Later on, the mill was used to grind animal feed for the farm livestock. The 2.5 story frame & stuccoed mill was still standing in the early 1990's, stopping its feed grinding operation in the 1950's.
The mill was built by Capt. David Harvey Black Barger soon after he purchased the property in 1890. Barger retired to his native Montgomery Co. after making his fortune in railroads and in coal mining near Bluefield, West Virginia. *Update: The biographical data on Capt. Barger, my mother's father, had some mistakes that I would like to correct. To begin with, he was never a military officer -- he was only a young lad during the Civil War. His title was the courtesy title customarily given to the conductor of a train. During his career on the Norfolk & Western Railroad he advanced from station hand at New River (the small town near Radford Virginia, that he was born and raised in), to train conductor, to division superintendent, to claim agent for the entire railroad. He then left the N&W, around 1905, to get into the coal business in southern West Virginia and southwest Virginia. I was sorry to read that the mill had been destroyed by fire. It was still much in operation during my boyhood and I remember it well. Robert Lindsay Harvey 09/05/2009*
The mill contained three separate milling production operations: for Graham Flour, Corn Meal, and Buckwheat Flour. The mill was powered by a small diversion dam on top of a water falls on Boners Run. The early 20th century mill was of wood frame and stucco construction, and stood on the site of Sower's Mill. The mill was part of the Walnut Grove Farm and the Walnut Grove Historic District.
The 30 foot diameter by 3 1/2 foot face I-X-L Steel Overshoot Water Wheel driving the mill of Capt. D. W. Barger at Shawsville, Virginia, that was pictured in the I-X-L Overshoot Water Wheel Company which became the Fitz Water Wheel Company, Hanover, Pennsylvania, and Martinsburg, West Virginia. The mill of Capt. D. W. Barger, at Shawsville, Virginia, pictured in the classic 1928 catalog of the Fitz Water Wheel Company, Hanover, Pennsylvania, catalog shows a mill with a clerestory roof. That is the only grist or flour mills that \I have ever seen with a clerestory roof. It was more common with textile mills.

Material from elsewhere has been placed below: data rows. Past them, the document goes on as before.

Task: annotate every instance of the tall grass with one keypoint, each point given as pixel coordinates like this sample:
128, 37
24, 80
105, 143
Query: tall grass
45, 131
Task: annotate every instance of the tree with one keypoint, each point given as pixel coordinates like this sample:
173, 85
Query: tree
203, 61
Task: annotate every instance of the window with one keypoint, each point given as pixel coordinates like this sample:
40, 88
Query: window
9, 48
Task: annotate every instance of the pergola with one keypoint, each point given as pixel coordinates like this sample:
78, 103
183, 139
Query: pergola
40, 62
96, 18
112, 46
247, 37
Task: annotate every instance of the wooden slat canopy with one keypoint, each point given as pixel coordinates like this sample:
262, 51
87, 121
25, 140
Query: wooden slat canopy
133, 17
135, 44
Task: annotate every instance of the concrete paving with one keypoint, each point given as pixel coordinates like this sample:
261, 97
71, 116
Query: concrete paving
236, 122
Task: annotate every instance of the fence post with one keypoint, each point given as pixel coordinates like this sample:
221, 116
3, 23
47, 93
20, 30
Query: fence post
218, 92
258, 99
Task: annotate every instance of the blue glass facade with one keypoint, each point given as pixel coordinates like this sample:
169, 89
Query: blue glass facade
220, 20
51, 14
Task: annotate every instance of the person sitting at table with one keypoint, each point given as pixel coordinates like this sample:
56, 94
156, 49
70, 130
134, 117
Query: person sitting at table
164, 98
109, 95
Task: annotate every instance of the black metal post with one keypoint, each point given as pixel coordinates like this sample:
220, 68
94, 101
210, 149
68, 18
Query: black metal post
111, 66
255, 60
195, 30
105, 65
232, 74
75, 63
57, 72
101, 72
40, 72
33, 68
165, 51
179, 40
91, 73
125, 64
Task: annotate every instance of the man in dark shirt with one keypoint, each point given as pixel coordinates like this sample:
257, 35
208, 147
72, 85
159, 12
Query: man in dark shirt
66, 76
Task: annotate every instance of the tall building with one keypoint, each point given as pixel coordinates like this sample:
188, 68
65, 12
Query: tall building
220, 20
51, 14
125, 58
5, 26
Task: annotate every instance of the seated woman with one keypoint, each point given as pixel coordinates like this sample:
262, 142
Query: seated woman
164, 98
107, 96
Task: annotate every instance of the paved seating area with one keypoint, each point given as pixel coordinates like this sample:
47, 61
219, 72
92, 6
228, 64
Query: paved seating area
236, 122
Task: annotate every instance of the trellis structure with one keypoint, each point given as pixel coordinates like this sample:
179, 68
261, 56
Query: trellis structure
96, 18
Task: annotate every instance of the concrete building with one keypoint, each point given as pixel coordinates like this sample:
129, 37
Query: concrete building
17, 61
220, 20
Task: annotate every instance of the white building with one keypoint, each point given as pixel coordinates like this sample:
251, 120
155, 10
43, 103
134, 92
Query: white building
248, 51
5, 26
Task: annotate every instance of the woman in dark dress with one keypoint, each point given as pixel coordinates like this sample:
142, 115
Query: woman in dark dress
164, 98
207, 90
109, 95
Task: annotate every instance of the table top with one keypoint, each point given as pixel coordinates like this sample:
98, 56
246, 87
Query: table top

Fire destroyed the mill on Thursday night of October 18th, 2007. The mill fire brought in fire crews from Christiansburg, Riner, Fort Lewis and Masons Cove. They were not able to draw enough water from the small stream next to the mill, and used a car wash on Roanoke Road to fill their tanker trucks. The mill had become, over the years, a favorite pull-over space just off of Route 11 for young people to drink alcohol. The family who owned the mill has expressed interest in rebuilding the mill.